Tysiące ludzi zgromadziło się 7 lutego 2025 r. w Gdańsku, by zaprotestować przeciwko unijnej polityce klimatycznej. Demonstracja NSZZ „Solidarność” miała miejsce przed Europejskim Centrum Solidarności, gdzie odbywało się spotkanie premiera Donalda Tuska i szefowej Komisji Europejskiej Ursuli von der Leyen. Przewodniczący związku, Piotr Duda, nie przebierał w słowach, krytykując zarówno unijnych komisarzy, jak i polski rząd za działania uderzające w polskich pracowników, rolników i przemysł.
Trzy szybkie fakty:
- Protest w historycznym miejscu – demonstracja odbyła się przed Europejskim Centrum Solidarności w Gdańsku, kolebce ruchu Solidarności.

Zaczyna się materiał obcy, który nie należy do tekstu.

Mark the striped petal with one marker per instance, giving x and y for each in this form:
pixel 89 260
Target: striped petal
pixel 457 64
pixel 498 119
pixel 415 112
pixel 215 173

- Ostry sprzeciw wobec Zielonego Ładu – zdaniem związkowców, unijna polityka klimatyczna to zamach na polski przemysł i gospodarstwa domowe.
- Wezwanie do referendum – Piotr Duda zaapelował do premiera Tuska o przeprowadzenie ogólnokrajowego referendum w sprawie Zielonego Ładu.
„Szkodnicy z Europy” i polski rząd pod ostrzałem „Solidarności”
Podczas przemówienia Piotr Duda ostro zaatakował Komisję Europejską i rząd Donalda Tuska, nazywając ich „szkodnikami”, którzy wprowadzają rozwiązania szkodzące Polakom. Skrytykował unijną politykę klimatyczną, która – jego zdaniem – uderza w przemysł, kopalnie i codzienne życie obywateli.
Według lidera Solidarności, Zielony Ład jest projektem politycznym, który nie ma nic wspólnego z ochroną środowiska. Jego głównym celem ma być osłabienie polskiej gospodarki na rzecz Niemiec. Duda podkreślił, iż to Solidarność już od 2007 roku ostrzega przed skutkami tej polityki.
Czytaj więcej: Zakaz noszenia broni w Gdańsku. Decyzja MSWiA
Wezwanie do referendum i oskarżenia wobec Tuska
Jednym z głównych postulatów demonstracji było żądanie ogólnokrajowego referendum w sprawie Zielonego Ładu. Szef Solidarności zwrócił się bezpośrednio do premiera Donalda Tuska, mówiąc:
Panie premierze, my jesteśmy w końcówce zbierania podpisów pod referendum w sprawie Zielonego Ładu. Proszę ogłosić jako premier rządu na forum Sejmu, iż rozpoczynamy w tej sprawie referendum. Wtedy pan stanie się osobą wiarygodną.
Duda podkreślił, iż jeżeli premier rzeczywiście dostrzega zagrożenie płynące z Zielonego Ładu, powinien poddać jego przyszłość pod głosowanie obywateli. W innym przypadku jego słowa będą jedynie elementem politycznej gry przed wyborami prezydenckimi.
Pracownicy różnych branż mówią „dość”
W demonstracji udział wzięli przedstawiciele wielu zawodów – rolnicy, górnicy, hutnicy, kolejarze i służba zdrowia. Według związkowców unijne regulacje prowadzą do upadku zakładów pracy, zwolnień grupowych i drastycznych podwyżek cen energii.
Duda ostrzegł, iż nowe regulacje, takie jak system ETS2 i dyrektywa budynkowa, będą kolejnym ciosem dla Polaków. Nowe unijne przepisy mogą oznaczać dodatkowe podatki od gazu, węgla i oleju opałowego, co wpłynie na koszty ogrzewania domów.